Weird behavior using the Swift Optional type

Question

I was practicing with Swift Optional type a little bit, and noticed weird(for me) behavior. Code:

func returnOptionalIntFromString(_ val: String) -> Int? {
    return Int(val)
}

func returnIntFromString(_ val: String) -> Int {
    return Int(val) ?? 0
}

let optionalStr: String? = "10"
let mappedC1 = optionalStr.map(returnIntFromString)
let mappedC2 = optionalStr.map(returnOptionalIntFromString)
let flatMappedC1 = optionalStr.flatMap(returnIntFromString)
let flatMappedC2 = optionalStr.flatMap(returnOptionalIntFromString)

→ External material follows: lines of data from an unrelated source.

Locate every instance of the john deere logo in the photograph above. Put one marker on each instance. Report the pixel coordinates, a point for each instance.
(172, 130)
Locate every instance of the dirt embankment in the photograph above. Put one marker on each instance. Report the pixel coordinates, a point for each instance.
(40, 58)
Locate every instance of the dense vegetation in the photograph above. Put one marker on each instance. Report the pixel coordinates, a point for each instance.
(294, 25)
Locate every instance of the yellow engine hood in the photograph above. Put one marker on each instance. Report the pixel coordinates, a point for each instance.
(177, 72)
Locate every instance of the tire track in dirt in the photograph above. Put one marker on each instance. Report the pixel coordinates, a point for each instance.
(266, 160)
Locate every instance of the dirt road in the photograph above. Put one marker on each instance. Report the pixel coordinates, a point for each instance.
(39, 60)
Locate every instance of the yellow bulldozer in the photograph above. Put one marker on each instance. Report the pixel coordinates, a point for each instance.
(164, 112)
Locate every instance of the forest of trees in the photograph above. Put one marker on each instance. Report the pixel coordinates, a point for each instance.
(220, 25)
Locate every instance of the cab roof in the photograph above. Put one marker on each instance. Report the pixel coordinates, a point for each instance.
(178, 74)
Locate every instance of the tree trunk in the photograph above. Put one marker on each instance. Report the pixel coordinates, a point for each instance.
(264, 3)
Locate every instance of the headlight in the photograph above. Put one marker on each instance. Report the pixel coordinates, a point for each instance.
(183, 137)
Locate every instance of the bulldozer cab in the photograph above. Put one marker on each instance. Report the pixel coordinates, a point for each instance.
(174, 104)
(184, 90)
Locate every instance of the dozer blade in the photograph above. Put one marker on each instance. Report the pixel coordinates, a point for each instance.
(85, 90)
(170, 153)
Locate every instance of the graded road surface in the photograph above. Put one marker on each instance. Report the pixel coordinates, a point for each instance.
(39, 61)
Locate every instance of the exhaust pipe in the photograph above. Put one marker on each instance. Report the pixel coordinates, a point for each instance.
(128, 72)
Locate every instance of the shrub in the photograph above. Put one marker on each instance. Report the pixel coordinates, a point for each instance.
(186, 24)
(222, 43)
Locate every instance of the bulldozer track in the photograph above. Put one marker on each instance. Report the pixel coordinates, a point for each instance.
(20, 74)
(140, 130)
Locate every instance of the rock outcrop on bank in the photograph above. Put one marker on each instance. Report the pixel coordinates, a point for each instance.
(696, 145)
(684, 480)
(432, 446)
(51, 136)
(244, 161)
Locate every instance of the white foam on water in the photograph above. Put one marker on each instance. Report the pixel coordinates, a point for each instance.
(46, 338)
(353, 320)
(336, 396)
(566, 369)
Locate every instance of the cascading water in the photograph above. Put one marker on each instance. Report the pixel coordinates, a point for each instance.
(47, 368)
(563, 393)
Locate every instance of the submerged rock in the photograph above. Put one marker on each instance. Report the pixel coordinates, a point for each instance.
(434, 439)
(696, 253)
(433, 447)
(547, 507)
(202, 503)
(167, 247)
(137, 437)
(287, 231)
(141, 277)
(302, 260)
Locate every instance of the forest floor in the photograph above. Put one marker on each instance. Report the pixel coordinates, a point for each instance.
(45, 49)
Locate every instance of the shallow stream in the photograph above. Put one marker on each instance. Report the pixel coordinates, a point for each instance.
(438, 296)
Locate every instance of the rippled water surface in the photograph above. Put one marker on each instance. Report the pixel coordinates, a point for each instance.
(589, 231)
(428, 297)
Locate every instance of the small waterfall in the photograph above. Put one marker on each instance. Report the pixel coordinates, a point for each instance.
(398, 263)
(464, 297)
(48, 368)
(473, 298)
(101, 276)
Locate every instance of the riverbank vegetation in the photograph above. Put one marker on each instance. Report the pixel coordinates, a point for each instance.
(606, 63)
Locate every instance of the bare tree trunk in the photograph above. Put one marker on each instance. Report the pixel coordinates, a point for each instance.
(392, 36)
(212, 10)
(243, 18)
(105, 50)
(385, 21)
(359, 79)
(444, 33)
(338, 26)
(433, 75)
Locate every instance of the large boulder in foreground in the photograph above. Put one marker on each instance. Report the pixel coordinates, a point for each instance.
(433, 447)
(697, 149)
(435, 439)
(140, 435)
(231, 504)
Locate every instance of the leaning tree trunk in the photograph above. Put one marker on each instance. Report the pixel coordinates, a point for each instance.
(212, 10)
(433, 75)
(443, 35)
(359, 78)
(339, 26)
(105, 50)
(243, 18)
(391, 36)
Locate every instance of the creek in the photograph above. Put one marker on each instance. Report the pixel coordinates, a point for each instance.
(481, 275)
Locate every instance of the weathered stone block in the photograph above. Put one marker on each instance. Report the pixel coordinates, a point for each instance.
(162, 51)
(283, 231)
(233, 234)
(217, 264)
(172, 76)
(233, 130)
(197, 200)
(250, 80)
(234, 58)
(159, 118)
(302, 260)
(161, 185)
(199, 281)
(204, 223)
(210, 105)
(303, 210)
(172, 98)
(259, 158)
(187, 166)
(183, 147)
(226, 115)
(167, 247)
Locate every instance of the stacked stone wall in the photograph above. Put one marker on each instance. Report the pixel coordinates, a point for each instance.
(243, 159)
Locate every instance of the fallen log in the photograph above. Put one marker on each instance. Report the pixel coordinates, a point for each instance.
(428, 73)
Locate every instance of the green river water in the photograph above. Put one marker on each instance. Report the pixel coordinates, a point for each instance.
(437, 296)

Why this line let flatMappedC1 = optionalStr.flatMap(returnIntFromString) compiling? I'm passing (String) -> Int to the function which accept (String) -> Optional<Int>, so it must be compile-time error? Or no? :)

Answer 1

Optionals are treated specially by the compiler. In particular, a value of type T is automatically wrapped into an Optional<T> if necessary:

let a = 5
let b: Int? = a

That works also with non-optional vs optional return types of a closure:

let cla: () -> Int = { return 13 }
let clb: () -> Int? = cla

and that is what happens in

let flatMappedC1 = optionalStr.flatMap(returnIntFromString)